A Sara, tem 15 anos e é natural de Portalegre, frequenta o internato de Nossa Senhora da Conceição desde os seis anos. “Eu e os meus irmãos viemos para o internato desde muito crianças. A minha mãe já faleceu e o meu pai não tinha condições para cuidar de mim nem dos meus irmãos. Então tivemos que vir para esta instituição”.

Paulo de 13 anos e Pedro de 9 anos são os irmãos mais novos da jovem Sara e tal como ela passam os seus dias no internato masculino. Também passaram a infância longe da sua família. Tal como a Sara nunca souberam o que é ter o carinho e amor dos seus pais.

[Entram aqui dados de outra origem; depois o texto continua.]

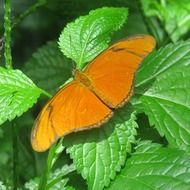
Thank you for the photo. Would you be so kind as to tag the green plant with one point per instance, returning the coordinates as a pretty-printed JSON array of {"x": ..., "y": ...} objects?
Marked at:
[{"x": 118, "y": 155}]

A jovem, para além de estar no Internato não desistiu do seu sonho: ser estilista ou arquitecta. "A paixão pela moda e pela arquitectura começou desde o momento que vim para o internato”, esclarece a jovem.

A Língua Portuguesa e o Inglês são as suas disciplinas preferidas. Sara frequenta o 9.º ano e nos intervalos aproveita para desenhar. “Tenho todos os dias um tempo para o estudo, das 17 horas às 19 horas. Neste tempo aproveito para fazer os deveres, com a ajuda da professora de estudo, e sempre que há tempo pego no meu bloco de desenho e no lápis e dou asas à imaginação”, confessa. Nos tempos livres aproveita para sair, conversar e estar com os seus colegas. “ Às vezes encontramo-nos nos Covões, bairro em Portalegre, na casa de uma colega para conversarmos e jogarmos à bola”, explica Sara. O futebol é outro dos seus «hobbies» preferidos, a jovem tal como outras colegas suas, participa num campeonato de futebol a nível distrital. Nas férias da Páscoa não dispensa as idas às piscinas municipais e às praias fluviais. Embora esteja separada dos irmãos, há sempre tempo e disponibilidade para estar com eles. "Sempre que podemos aproveitamos todas as oportunidades para estarmos juntos. No fundo é como se estivéssemos unidos, quando posso vou lá e eles vêm cá. Ainda ontem o meu irmão veio buscar-me para irmos ver o jogo de futebol dos rapazes do internato”.

Nove anos de abandono

O António, 15 anos, frequenta o 10.º ano, e é outro jovem entregue ao Internato masculino. Conhece esta casa desde muito cedo. “Vim para aqui tinha eu seis anos. No início estive sete anos no internato feminino, e há cerca de três anos vim para o Internato Distrital de Santo António, tinha eu 12 anos" lembra o jovem.

“Levanto-me, faço a minha higiéne, desde o tomar banho, vestir, comer. De seguida vou para a escola às 8h45 onde permaneço até às 18 horas. Quando regresso das aulas vou para a sala de estudo, aí faço os deveres da escola e estudo um pouco. Após o jantar aproveito para jogar à bola com os meus colegas e ainda tenho tempo para ver televisão”, conta.

Estas crianças contam ainda com o apoio de duas professoras, uma destacada pelo Ministério da educação para o internato feminino e outra para o masculino, que os acompanha diariamente nas várias actividades que têm de desenvolver.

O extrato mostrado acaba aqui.